Quick recap: I’m taking a look at various no-cost indicators of popularity for anime and their related goods. First, I’m checking how well they correspond to disk sales by checking whether different applications of that statistic beat the null “every v1 will sell less than 4000 disks” accuracy criterion for a given season (66% for Fall, 59% for Summer). Later I’ll check how well these indicators corresponded to boosts in manga/LN source popularity (for works that were originally LN/manga), to contrast their predictive abilities at both high-cost and low-cost levels of interest.
Nico stream rankings are often discussed in the context of early-season indicators of disk sales, and my analysis of the Fall 2013 shows for which those numbers were available did show a bunch of different versions of the data proving more accurate than the null hypothesis. Adding another season should help control for any peculiarities with the Fall season.

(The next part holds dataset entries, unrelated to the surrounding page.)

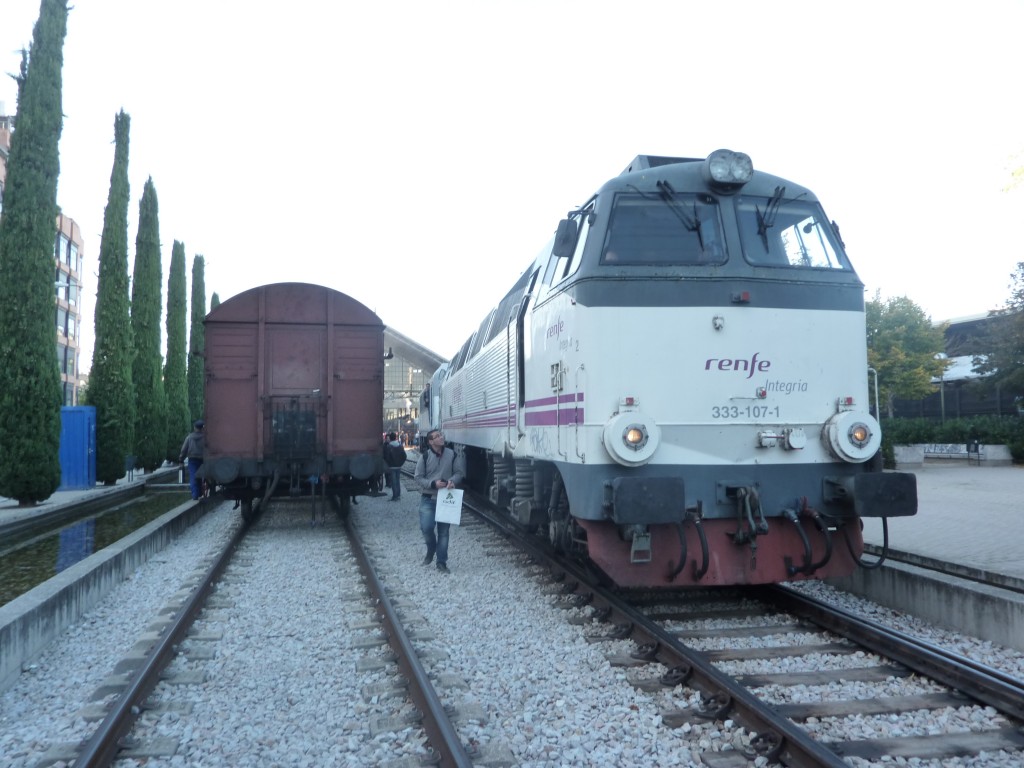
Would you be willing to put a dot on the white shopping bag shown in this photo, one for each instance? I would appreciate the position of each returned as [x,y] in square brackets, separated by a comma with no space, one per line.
[449,507]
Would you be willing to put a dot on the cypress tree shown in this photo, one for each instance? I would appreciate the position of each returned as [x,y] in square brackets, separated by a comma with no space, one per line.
[175,382]
[146,307]
[30,378]
[111,379]
[197,339]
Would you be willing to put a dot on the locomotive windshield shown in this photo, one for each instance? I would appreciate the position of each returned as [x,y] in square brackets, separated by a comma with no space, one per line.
[667,229]
[775,231]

The accuracy rates for the top 5/10/15 models using only the 25 series Summer series with Nico stream data available, split into 3 averaged samples corresponding to the beginning, middle, and end (labeled 9-12, but occasionally 9-13 or 9-10) of the series. The individual rank data was compiled here, and the sorted version can be found here. The bare-bones summary of the results is below (green means an accuracy greater than that of the null hypothesis).

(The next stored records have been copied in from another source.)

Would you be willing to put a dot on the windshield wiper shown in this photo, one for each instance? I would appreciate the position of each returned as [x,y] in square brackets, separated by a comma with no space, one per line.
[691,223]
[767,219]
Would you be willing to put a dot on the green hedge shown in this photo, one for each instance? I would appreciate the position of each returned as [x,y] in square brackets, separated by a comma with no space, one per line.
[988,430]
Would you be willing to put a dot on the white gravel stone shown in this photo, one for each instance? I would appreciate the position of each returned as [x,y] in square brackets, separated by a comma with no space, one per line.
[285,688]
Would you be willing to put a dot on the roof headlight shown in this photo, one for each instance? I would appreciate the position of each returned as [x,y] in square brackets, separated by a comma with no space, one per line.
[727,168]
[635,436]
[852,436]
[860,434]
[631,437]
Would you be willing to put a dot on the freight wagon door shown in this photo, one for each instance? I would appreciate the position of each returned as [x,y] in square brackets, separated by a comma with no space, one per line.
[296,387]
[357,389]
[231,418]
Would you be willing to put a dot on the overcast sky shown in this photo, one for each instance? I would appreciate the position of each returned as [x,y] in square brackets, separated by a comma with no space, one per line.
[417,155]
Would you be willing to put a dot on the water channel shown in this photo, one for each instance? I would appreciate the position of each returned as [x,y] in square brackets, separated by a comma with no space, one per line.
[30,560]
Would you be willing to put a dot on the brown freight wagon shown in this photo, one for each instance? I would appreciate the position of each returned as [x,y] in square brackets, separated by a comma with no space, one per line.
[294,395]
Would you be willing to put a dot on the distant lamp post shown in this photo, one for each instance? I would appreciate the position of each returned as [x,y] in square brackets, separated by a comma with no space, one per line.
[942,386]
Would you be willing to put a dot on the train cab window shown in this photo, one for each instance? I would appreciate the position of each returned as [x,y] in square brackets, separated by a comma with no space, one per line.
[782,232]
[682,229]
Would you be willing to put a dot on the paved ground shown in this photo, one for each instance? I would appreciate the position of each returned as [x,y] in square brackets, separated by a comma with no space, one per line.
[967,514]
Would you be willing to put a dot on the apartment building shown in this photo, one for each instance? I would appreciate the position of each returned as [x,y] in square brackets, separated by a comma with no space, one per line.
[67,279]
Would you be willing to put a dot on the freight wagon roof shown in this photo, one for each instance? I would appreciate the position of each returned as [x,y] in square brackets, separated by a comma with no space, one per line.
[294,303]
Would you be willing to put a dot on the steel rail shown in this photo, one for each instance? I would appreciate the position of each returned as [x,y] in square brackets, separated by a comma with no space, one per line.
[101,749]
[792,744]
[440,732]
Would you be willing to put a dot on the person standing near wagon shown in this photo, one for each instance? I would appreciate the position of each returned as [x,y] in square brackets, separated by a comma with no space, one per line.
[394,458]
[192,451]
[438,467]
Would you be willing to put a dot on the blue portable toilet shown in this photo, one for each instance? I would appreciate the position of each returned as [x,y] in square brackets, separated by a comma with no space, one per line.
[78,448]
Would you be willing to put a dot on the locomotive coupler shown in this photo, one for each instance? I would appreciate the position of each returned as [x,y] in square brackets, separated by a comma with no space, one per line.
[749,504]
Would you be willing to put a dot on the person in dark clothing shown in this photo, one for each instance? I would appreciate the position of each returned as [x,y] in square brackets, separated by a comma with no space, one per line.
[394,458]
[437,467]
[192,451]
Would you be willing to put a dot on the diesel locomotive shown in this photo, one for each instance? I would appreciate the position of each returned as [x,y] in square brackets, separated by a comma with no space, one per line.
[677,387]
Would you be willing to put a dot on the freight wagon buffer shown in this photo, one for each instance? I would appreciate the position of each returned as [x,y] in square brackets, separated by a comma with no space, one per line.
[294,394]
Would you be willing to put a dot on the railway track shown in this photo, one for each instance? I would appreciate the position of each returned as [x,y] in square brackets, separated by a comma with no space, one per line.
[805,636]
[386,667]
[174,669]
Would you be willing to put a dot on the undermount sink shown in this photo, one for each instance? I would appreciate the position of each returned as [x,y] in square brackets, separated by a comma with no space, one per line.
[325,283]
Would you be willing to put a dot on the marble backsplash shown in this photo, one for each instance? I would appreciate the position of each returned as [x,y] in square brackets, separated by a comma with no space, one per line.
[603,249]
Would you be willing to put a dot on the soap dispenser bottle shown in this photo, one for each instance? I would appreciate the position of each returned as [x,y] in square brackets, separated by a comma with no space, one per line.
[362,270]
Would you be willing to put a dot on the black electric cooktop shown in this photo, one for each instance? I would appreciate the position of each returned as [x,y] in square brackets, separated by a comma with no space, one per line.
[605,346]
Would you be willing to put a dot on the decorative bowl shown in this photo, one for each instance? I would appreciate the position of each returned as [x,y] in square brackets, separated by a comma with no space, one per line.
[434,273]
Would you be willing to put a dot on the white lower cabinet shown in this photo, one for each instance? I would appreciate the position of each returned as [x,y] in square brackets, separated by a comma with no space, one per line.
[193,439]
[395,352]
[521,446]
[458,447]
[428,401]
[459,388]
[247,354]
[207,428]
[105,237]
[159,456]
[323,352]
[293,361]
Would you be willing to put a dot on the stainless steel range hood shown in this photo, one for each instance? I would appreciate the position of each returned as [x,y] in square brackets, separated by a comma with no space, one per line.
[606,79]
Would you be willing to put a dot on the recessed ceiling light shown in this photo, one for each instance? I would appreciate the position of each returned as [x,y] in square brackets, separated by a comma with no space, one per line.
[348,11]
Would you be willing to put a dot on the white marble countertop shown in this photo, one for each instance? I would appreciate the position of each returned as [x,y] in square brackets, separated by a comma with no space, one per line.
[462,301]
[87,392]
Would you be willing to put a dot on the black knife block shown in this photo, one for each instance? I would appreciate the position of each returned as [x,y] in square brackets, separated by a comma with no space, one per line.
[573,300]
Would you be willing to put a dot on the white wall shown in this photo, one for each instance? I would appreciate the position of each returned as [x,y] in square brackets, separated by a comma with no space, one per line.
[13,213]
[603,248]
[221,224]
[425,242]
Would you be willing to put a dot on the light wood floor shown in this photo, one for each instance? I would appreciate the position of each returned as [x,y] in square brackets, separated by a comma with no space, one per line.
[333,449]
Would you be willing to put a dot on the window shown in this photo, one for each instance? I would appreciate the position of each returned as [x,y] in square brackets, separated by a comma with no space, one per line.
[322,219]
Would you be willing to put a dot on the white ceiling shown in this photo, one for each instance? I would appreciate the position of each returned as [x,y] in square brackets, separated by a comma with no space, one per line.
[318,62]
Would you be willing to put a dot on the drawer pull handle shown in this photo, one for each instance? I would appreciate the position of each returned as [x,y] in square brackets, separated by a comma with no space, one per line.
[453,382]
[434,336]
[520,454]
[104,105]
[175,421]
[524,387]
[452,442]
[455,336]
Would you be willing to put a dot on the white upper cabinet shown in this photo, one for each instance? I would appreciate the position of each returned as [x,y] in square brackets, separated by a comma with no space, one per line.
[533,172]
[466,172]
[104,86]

Note: the chart format groups by period, rather than by metric, as the Fall chart did.
That’s a lot of green, corresponding to a fairly useful indicator. While there are notably some top-tier performances that failed to lead to disk sales (Watamote was top 5 in half the metrics, top 10 in all of them), the general results point to an indicator that can be fairly discussed early on as a broad-basis indicator of disk-buyer popularity.
Peculiarly, the max rating percentage becomes a less accurate indicator for the later periods. This appears to be due to the rise of specific shows (Genshiken Nidaime, Rozen Maiden’s reboot) that lost viewers while maintaining the number of viewers giving the max scores; most likely, many of the people who had middling opinions of them checked out after the first month, leading to somewhat inflated scores.